Também para nós a conclusão só poderá ser a de que antes da entrada em vigor da Lei nº 15/01, de 5 de Junho, a associação criminosa prevista no artigo 299º do Código Penal não abrangia as infracções tributárias, passando a ser punidas nos termos do respectivo artigo 89º com a entrada em vigor do RGIT, a partir de 6 de Junho de 2001. Por conseguinte, não se podendo identificar a actividade do recorrente com a prática de qualquer dos crimes elencados no nº 2 do artigo 215º do Código de Processo Penal, também o prazo máximo de prisão preventiva não poderá exceder o estabelecido como regra no respectivo nº 1.

Note-se que não obstante a fraude fiscal, que é o crime em que assenta em primeira linha a indiciação respeitante ao recorrente, ter adquirido uma evidente ressonância ética (a justificar o escopo criminoso da associação) semelhante ao que se passa com a fraude ou o desvio de subvenções, o legislador não a incluiu ao lado nem deste crime nem do branqueamento de capitais, que justificam no nº 2 do artigo 215º o aditamento do prazo de prisão preventiva, não obstante nenhum deles integrar um ilícito constante do Código Penal. Já agora, em reforço das razões que ficaram expostas, observar-se-á que o Decreto-Lei nº 15/93, de 22 de Janeiro, prevê também a punição, no respectivo artigo 28º, das associações criminosas, mas não deixa de organizar, no artigo 51º, para efeitos do disposto no Código de Processo Penal, a equiparação aos casos de terrorismo, criminalidade violenta ou altamente organizada, igualmente incluídos no nº 2 daquele artigo 215º, das condutas que integram os crimes dos artigos 21º a 24º (tráfico e outros), e as próprias associações criminosas do artigo 28º —o que não tem correspondência na estrutura do RJIT. Daí que não nos pareça acertada a convicção do Ex.mo Procurador-Geral Adjunto de que, mesmo para o desencadear do alargamento do prazo normal da prisão preventiva, a prática do crime do artigo 89º do RJIT equivalerá à do crime do artigo 299º do Código Penal, ainda que se deva reconhecer a relação de especialidade que entre as duas normas intercede: a do artigo 89º do RGIT, como lex specialis, contém todos os pressupostos típicos da outra, a lex generalis, e para além destes mais uma característica específica que a especializa.
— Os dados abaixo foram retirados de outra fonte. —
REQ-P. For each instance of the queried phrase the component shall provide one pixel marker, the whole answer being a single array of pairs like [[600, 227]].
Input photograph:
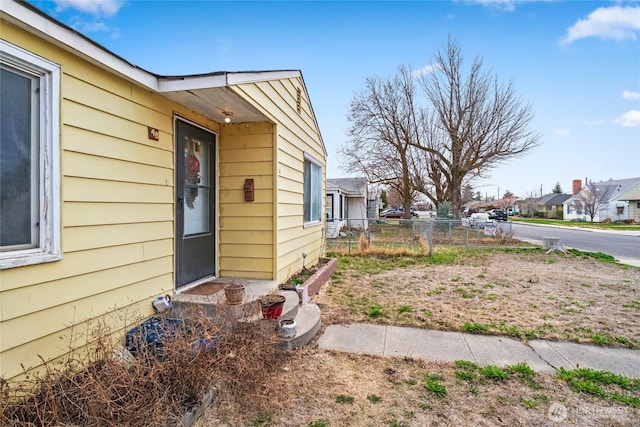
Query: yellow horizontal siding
[[83, 141], [246, 236], [291, 210], [93, 190], [30, 299], [260, 182], [77, 214], [101, 98], [288, 197], [246, 156], [239, 224], [246, 209], [237, 196], [258, 168], [100, 236], [86, 166], [255, 265], [59, 318], [102, 123], [79, 263], [55, 346], [252, 250]]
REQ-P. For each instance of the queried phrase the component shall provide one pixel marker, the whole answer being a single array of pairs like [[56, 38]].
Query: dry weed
[[154, 388]]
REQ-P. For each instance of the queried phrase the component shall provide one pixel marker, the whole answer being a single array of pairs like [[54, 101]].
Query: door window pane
[[197, 179]]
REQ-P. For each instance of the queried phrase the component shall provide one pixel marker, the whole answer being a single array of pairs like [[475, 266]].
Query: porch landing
[[210, 299]]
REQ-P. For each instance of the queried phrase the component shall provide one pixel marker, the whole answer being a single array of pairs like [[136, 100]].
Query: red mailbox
[[248, 190]]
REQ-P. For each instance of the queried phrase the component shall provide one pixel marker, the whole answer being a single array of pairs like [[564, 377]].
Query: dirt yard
[[535, 295], [528, 296]]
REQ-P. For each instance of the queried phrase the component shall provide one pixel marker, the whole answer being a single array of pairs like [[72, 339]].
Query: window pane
[[316, 193], [307, 191], [196, 186], [17, 204]]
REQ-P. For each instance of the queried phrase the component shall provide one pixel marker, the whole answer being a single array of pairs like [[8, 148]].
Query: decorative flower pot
[[286, 328], [234, 292], [271, 306]]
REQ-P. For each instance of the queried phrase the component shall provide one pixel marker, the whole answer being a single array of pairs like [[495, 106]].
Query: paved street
[[623, 245]]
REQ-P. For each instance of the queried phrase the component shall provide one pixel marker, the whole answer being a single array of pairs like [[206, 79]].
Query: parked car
[[479, 220], [395, 213], [498, 215], [468, 212]]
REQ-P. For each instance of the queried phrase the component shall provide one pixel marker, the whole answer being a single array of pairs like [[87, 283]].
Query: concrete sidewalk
[[540, 355]]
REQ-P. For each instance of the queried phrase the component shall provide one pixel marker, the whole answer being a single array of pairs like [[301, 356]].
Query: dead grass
[[523, 291], [154, 389], [316, 388], [526, 294]]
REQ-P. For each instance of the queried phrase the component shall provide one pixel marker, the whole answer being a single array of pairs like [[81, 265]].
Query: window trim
[[313, 161], [49, 233]]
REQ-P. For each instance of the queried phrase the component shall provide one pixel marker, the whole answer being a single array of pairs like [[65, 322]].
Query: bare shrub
[[154, 388], [364, 242]]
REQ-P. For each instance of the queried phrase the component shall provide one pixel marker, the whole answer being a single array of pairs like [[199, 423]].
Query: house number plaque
[[153, 133]]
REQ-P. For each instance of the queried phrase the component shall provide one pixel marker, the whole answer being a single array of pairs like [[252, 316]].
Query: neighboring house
[[511, 205], [550, 205], [347, 202], [136, 185], [620, 201]]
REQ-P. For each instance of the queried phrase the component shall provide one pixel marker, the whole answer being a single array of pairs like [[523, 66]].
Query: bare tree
[[592, 199], [473, 123], [479, 123], [386, 126]]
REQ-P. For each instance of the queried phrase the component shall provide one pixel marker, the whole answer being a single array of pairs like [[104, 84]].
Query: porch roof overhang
[[212, 94]]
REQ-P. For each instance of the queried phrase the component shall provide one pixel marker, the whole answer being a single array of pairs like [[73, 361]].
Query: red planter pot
[[271, 306]]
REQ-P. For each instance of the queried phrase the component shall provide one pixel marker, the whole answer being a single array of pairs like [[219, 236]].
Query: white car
[[479, 220]]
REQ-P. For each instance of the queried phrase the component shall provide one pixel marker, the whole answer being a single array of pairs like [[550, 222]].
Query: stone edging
[[313, 284]]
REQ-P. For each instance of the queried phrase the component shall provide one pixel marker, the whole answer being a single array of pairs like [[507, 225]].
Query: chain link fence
[[349, 235]]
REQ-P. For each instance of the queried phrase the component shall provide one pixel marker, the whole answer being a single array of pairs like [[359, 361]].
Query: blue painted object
[[149, 336]]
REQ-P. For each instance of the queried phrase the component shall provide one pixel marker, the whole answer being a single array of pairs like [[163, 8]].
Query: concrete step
[[307, 326]]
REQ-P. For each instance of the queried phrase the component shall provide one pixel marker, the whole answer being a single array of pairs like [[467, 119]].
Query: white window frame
[[48, 130], [312, 221]]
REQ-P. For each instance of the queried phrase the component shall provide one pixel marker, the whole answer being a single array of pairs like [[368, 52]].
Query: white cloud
[[627, 94], [629, 119], [506, 5], [106, 8], [615, 22], [596, 122]]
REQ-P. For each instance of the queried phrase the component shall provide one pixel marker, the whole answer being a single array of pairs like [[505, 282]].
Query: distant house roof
[[552, 199], [616, 189], [350, 186]]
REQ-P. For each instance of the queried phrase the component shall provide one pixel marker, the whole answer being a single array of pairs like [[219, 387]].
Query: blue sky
[[576, 62]]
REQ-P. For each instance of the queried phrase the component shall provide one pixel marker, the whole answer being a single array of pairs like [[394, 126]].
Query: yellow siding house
[[118, 185]]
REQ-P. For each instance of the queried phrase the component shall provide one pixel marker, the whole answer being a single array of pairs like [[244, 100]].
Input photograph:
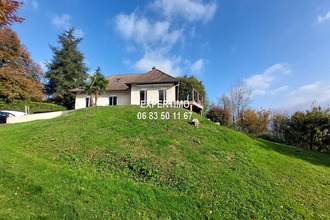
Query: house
[[132, 89]]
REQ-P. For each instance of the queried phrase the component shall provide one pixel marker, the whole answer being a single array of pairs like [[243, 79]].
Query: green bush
[[218, 114], [18, 105]]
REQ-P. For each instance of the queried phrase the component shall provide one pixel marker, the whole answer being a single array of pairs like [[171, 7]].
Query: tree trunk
[[96, 96]]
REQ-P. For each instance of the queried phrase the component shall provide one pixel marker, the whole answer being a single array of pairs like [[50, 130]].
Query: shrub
[[310, 130], [35, 107], [218, 114], [254, 122]]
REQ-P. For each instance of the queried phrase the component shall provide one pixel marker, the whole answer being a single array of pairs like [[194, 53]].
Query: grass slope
[[104, 163]]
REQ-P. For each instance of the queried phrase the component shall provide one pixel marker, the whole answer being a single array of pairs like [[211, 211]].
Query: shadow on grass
[[313, 157]]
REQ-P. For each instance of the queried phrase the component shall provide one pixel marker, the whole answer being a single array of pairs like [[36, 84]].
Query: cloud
[[307, 94], [79, 33], [160, 61], [262, 83], [191, 10], [43, 65], [197, 67], [35, 4], [31, 4], [62, 21], [155, 38], [320, 19], [145, 32]]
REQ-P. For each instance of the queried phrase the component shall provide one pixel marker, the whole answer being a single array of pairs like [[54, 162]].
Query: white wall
[[123, 98], [152, 93], [25, 118]]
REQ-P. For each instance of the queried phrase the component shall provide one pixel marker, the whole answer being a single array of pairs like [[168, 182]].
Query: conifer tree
[[19, 75], [67, 69]]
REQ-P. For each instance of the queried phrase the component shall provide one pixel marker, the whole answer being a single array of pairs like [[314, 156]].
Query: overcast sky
[[279, 47]]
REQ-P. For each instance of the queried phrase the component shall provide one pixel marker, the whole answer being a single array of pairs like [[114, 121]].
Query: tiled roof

Em conclusão: ainda que o recorrente tenha a sua responsabilidade indiciada por referência aos crimes de fraude fiscal e de associação criminosa, este do artigo 89º, nº 1, do Regime Geral para as Infracções Tributárias, por nenhum deles constar do elenco dos que no nº 2 do artigo 215º do Código de Processo Penal justificam a elevação dos prazos da prisão preventiva e por aí a declaração de excepcional complexidade do procedimento, tal como se decidiu no despacho impugnado, este não poderá manter-se.
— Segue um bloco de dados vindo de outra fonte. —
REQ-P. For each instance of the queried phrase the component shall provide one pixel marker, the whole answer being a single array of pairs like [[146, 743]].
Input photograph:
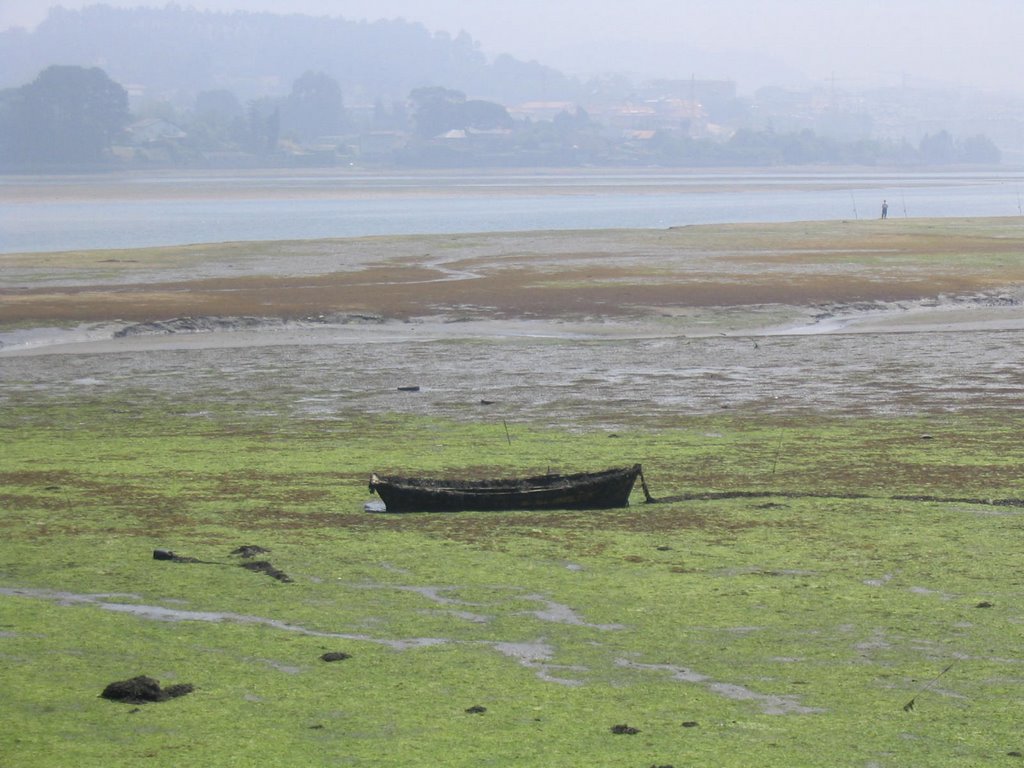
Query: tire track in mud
[[536, 655]]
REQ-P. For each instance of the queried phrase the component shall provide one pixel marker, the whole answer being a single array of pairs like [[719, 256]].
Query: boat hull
[[605, 489]]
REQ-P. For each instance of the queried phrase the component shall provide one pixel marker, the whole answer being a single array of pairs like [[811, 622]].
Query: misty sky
[[850, 43]]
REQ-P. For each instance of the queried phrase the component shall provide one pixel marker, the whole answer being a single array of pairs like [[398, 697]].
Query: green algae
[[809, 580]]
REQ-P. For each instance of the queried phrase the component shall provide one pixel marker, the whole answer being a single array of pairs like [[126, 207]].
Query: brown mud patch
[[546, 275]]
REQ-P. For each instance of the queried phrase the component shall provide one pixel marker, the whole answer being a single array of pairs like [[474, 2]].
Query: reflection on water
[[72, 213]]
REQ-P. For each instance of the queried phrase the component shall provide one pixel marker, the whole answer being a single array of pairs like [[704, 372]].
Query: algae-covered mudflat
[[830, 576]]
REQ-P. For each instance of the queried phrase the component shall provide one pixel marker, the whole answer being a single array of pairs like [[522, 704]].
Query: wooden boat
[[604, 489]]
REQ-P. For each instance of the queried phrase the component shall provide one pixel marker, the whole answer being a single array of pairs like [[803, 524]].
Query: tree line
[[74, 117]]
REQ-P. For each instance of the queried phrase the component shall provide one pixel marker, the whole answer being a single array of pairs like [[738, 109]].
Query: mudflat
[[761, 275], [846, 317]]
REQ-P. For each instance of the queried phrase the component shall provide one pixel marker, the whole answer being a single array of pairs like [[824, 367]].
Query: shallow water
[[41, 214]]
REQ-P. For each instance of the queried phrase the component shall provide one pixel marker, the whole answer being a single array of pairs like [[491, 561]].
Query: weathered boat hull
[[583, 491]]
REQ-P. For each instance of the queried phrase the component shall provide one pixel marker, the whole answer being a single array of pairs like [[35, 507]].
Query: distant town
[[434, 102]]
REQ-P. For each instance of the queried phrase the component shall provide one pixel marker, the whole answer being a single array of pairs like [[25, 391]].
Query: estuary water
[[61, 213]]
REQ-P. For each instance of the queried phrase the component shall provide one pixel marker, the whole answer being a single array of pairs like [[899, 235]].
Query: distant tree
[[68, 116], [217, 107], [436, 110], [264, 126], [440, 110], [314, 108]]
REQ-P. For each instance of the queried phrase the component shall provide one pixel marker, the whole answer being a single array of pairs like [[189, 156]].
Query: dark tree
[[440, 110], [314, 108], [68, 116]]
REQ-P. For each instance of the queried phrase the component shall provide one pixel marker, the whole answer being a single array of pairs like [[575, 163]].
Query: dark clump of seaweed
[[143, 689]]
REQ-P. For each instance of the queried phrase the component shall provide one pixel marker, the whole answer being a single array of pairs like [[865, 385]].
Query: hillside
[[176, 50]]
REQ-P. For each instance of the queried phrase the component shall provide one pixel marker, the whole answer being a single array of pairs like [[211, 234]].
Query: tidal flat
[[829, 577]]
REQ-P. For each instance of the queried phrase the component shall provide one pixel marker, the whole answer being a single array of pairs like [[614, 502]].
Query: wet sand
[[600, 328]]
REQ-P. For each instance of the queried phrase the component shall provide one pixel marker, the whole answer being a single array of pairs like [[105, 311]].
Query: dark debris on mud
[[335, 655], [143, 689], [248, 551], [264, 566]]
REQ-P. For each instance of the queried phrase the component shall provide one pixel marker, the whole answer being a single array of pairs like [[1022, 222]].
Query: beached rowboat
[[604, 489]]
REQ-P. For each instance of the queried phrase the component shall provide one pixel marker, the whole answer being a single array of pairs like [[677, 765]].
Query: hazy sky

Nestes termos, acordam em conceder provimento ao recurso do arguido "A", revogando-se o despacho recorrido, para subsistir a interpretação agora seguida.

Não é devida tributação.

Uma vez que o recorrente se encontra detido, sem que destes autos constem as circunstâncias em que o foi, para que em 1ª instância se possam tomar as providências que eventualmente o caso requeira, comunique-se desde já o teor do agora decidido.